Well… it’s probably quite hard to get to the truth of the matter but here at Lancaster we are trying to find out what researchers really think. This is crucial for developing and improving our services and vital for delivering the service our researchers want.
We are one of the organisations taking part in the JISC RDM Shared Services pilot and you can read their take on the work being done here. With JISC’s help we undertook a researcher survey to find out a bit more about the kinds of research data which were being produced, how the data were (or weren’t) being managed and researcher attitudes towards their data.
Researchers were asked about the types of data which were generated from their research. The results were quite interesting to us. Unsurprisingly perhaps far and away the most popular “type” of data were “document or report” followed with a bit of a gap by spreadsheets. Structured text files (eg xml, json etc) came a lot lower down the list as did databases.
What interested us was comparing the kinds of files which researchers said they created during the research process with the kinds of files which were actually being deposited with us as research outputs. Obviously comparisons are problematic not least because our researchers were being asked about the data generated as part of their research activities rather than specifically those which were ultimately selected for permanent preservation. We also know that we only get a small proportion of the research data which are being created within the university and the respondents may include people who have not deposited data with us. Having analysed the research datasets which we have already we can see that a huge percentage were structured or unstructured text files and a much smaller proportion were spreadsheets or Word documents.
Is it that our researchers have a false sense of the kinds of data which they are creating and using or is it that we as data curators have a poor understanding of the researcher community? I suspect that it is a bit of both but as data curators it is our duty to both have a good understanding of the data environment and also to be able to communicate to our research community. This is something we need to address as part of improving our advocacy and engagement strategies.
Another question which was asked was was about sharing data and this got answers which did surprise us. The majority said that they did already share data and very few said they were not willing to share. For the ones who did not share data it was mostly because it was sensitive or confidential data or they did not have permission to share it. Of those who did share data the majority said it was for “the potential for others to re-use data” and because “research is a public good and should be open to all”. An encouraging third of those questioned said they had re-used someone else’s data.
Of course we know that the people who did answer our survey represent those who are in some way already engaged with the RDM process. We also know that people are likely to give the answers they want us to hear! But if people are serious about being willing and able to share we really want to support them in this.

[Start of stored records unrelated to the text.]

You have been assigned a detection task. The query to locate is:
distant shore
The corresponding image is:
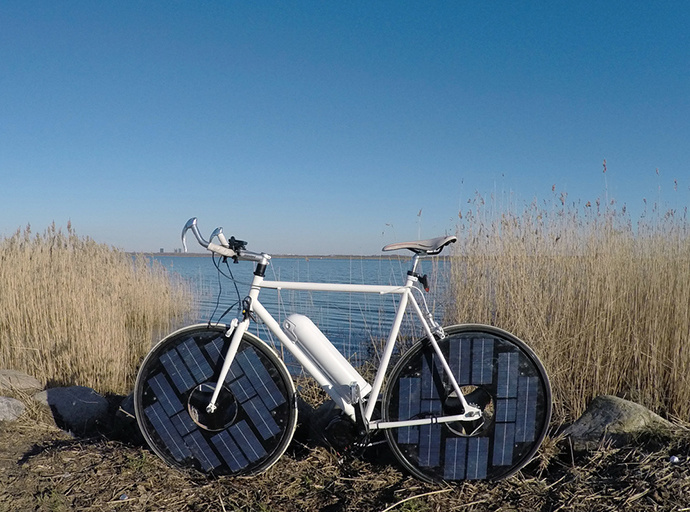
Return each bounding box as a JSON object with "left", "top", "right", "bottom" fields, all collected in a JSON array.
[{"left": 135, "top": 252, "right": 410, "bottom": 260}]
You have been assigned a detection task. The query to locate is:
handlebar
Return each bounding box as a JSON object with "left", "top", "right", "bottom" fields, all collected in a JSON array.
[{"left": 182, "top": 217, "right": 270, "bottom": 262}]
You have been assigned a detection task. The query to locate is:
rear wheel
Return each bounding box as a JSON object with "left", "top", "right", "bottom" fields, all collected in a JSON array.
[
  {"left": 134, "top": 324, "right": 297, "bottom": 475},
  {"left": 383, "top": 325, "right": 551, "bottom": 482}
]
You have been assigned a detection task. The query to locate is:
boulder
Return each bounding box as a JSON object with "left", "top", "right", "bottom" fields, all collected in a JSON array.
[
  {"left": 34, "top": 386, "right": 108, "bottom": 435},
  {"left": 0, "top": 370, "right": 43, "bottom": 393},
  {"left": 563, "top": 395, "right": 672, "bottom": 451},
  {"left": 0, "top": 396, "right": 26, "bottom": 422}
]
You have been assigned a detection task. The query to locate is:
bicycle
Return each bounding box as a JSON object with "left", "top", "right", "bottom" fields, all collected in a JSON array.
[{"left": 134, "top": 218, "right": 551, "bottom": 482}]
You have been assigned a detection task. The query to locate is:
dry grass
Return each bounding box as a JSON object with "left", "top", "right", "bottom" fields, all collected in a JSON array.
[
  {"left": 449, "top": 190, "right": 690, "bottom": 421},
  {"left": 0, "top": 225, "right": 192, "bottom": 393}
]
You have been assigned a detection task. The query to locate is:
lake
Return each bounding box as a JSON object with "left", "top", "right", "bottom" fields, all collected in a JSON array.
[{"left": 153, "top": 255, "right": 450, "bottom": 363}]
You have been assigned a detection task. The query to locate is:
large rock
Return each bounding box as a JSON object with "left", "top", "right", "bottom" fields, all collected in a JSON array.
[
  {"left": 34, "top": 386, "right": 108, "bottom": 435},
  {"left": 0, "top": 370, "right": 43, "bottom": 393},
  {"left": 0, "top": 396, "right": 25, "bottom": 422},
  {"left": 563, "top": 395, "right": 671, "bottom": 451}
]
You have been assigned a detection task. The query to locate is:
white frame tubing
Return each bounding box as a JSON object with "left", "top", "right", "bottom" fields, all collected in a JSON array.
[{"left": 207, "top": 255, "right": 468, "bottom": 429}]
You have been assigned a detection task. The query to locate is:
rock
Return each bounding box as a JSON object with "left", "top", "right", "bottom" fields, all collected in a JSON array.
[
  {"left": 112, "top": 394, "right": 145, "bottom": 444},
  {"left": 0, "top": 396, "right": 26, "bottom": 422},
  {"left": 563, "top": 395, "right": 671, "bottom": 451},
  {"left": 34, "top": 386, "right": 108, "bottom": 435},
  {"left": 0, "top": 370, "right": 43, "bottom": 393}
]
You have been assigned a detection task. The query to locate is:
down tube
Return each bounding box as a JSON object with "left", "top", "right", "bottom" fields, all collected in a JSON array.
[{"left": 252, "top": 300, "right": 355, "bottom": 420}]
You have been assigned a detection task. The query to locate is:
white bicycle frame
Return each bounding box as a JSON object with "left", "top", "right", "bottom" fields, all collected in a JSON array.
[{"left": 182, "top": 219, "right": 481, "bottom": 430}]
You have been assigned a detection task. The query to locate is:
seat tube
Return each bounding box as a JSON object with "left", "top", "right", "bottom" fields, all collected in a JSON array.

So we’ve decided to try and get talking to our researchers – and for them to talk to each other – by setting up a series of Data Conversations – events where researchers can discuss creation and dissemination of data to try and encourage a climate of sharing and valuing the data. It means we can hope for data that is well curated from the start of its life and that will be selected for deposit appropriately and with good metadata.
Better communication and advocacy will help us in the long run to preserve and share high quality relevant data which can be shared and reused. Managing (research) data and long term preservation of digital data are collaborative activities and the more we understand and share the better we will be at achieving these goals.
Rachel MacGregor, Digital Archivist